La santé digitale attire les investisseurs. En dépit d'un contexte économique incertain, les jeunes pousses européennes du secteur ont levé près de 4,86 milliards d'euros en 2022 (+14% sur un an) pour un total de 301 transactions (+22%). Rien qu’en France, 1,7 milliard d’euros ont été levés - soit près de trois fois les montants investis en 2021, selon une étude annuelle du fonds d’investissement Karista publiée ce lundi 13 mars.
Ces résultats s’expliquent par une hausse du montant moyen levé en Europe - passé de 17 à 20 millions d’euros en 2022 - et des fonds d’investissements présents sur le secteur. "Ce nombre augmente d’année en année, y compris en 2022, qui était pourtant une année en demie-teinte en Europe", commente Catherine Boule, directrice générale de Karista. Il y a ainsi 168 fonds, dont 47 français, ayant réalisés au moins trois investissements dans l’e-santé européenne (+17,5% sur un an).
L'ère post-Covid, ou "l'engouement" pour la e-santé
"Il y a un engouement fou pour la santé, et en particulier la e-santé, depuis la pandémie du Covid-19. Auparavant, les investisseurs pouvaient encore être frileux, estime Catherine Boule. Aujourd’hui, tous les acteurs du secteur - investisseurs, mais aussi patients et médecins - s’accordent à dire que la digitalisation de la santé n’est plus une option pour l’amélioration du parcours de soin."

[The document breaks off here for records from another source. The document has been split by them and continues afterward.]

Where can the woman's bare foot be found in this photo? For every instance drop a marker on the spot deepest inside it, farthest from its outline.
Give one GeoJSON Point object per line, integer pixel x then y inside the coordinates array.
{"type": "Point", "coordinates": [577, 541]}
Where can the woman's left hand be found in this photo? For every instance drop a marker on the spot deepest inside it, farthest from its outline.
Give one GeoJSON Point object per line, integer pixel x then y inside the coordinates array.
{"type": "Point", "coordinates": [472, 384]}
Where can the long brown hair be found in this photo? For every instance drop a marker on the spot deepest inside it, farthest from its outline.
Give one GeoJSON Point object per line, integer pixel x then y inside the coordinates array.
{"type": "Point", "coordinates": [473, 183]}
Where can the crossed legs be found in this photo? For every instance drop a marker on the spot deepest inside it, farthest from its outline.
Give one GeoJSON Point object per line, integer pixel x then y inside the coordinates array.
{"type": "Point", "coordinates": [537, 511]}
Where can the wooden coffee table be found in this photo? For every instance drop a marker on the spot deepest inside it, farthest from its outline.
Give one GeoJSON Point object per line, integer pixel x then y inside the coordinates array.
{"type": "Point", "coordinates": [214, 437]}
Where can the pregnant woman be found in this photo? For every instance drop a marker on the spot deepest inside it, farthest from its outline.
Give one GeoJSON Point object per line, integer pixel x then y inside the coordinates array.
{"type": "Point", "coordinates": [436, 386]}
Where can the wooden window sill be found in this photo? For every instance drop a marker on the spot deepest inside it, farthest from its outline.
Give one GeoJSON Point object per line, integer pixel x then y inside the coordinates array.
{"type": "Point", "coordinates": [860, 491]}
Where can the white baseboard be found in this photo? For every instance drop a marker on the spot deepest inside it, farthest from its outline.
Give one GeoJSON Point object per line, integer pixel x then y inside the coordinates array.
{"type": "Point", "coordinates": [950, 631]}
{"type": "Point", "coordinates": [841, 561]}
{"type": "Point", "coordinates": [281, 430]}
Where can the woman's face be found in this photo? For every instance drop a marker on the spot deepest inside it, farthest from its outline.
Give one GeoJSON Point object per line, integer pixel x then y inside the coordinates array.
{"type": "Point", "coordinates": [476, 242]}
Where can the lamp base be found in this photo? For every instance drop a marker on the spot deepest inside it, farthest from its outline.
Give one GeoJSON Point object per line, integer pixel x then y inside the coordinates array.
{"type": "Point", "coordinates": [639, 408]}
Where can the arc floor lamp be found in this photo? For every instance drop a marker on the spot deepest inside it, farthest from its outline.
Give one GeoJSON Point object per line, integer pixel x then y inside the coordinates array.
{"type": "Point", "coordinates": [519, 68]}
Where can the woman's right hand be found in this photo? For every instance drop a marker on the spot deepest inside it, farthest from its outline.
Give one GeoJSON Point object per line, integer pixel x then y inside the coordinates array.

L’étude souligne un maillage du financement de plus en plus complet. Ainsi, 52% des fonds sont dédiés à l'early stage. "Si ces fonds sont toujours majoritaires, leur part diminue progressivement : aujourd'hui, 37% des investisseurs sont des fonds multi-stage (+47,6% sur un an). C’est logique : les investisseurs suivent la maturité des sociétés, dont certaines cherchent désormais à se refinancer en séries B et C", affirme-t-elle.
Seulement 18% (soit 31 fonds) sont des "super-investisseurs" en e-santé, c’est-à-dire ayant investi déjà dans plus de 10 startups. "Nous voulions identifier les investisseurs qui persistent dans le financement de la e-santé. Ils restent peu nombreux – mais comme le secteur reste émergent, avec des entreprises jeunes, il faut du temps", souligne la directrice générale.
Une hausse des fusions-acquisitions en 2022
Pour 2023, "un fléchissement des investissements va sûrement se ressentir. Les Etats-Unis ont déjà vu leur niveau d’investissement général baisser en 2022, et l’Europe a souvent un décalage de 6 à 8 mois", détaille Catherine Boule. Et de poursuivre : "Compte tenu du contexte, il y a une crispation du marché : les investisseurs sont plus attentistes et précautionneux. Nous sommes plus exigeants car il sera probablement plus difficile de se refinancer, donc notre seuil de sensibilité augmente. Nous regardons plus en détail le niveau de maturité, la qualité des équipes…"
Les fonds doivent aussi "arbitrer sur le refinancement des sociétés de leur portefeuille, avec un soutien parfois plus important que ce qui était prévu initialement", précise la directrice générale.
Le ralentissement du financement dope l’activité des fusions-acquisitions, en hausse de 1,7% en 2022. "Beaucoup d'entreprises se sont positionnées sur les mêmes créneaux : la prise de rendez-vous en ligne, la téléconsultation, la messagerie sécurisée entre professionnels de santé… Mais il n’y a pas de place pour tout le monde sur le marché européen. C'est pourquoi nous assistons à une consolidation du secteur, qui devient plus mature. Cela peut être de bonnes opportunités pour le portefeuille", estime Catherine Boule.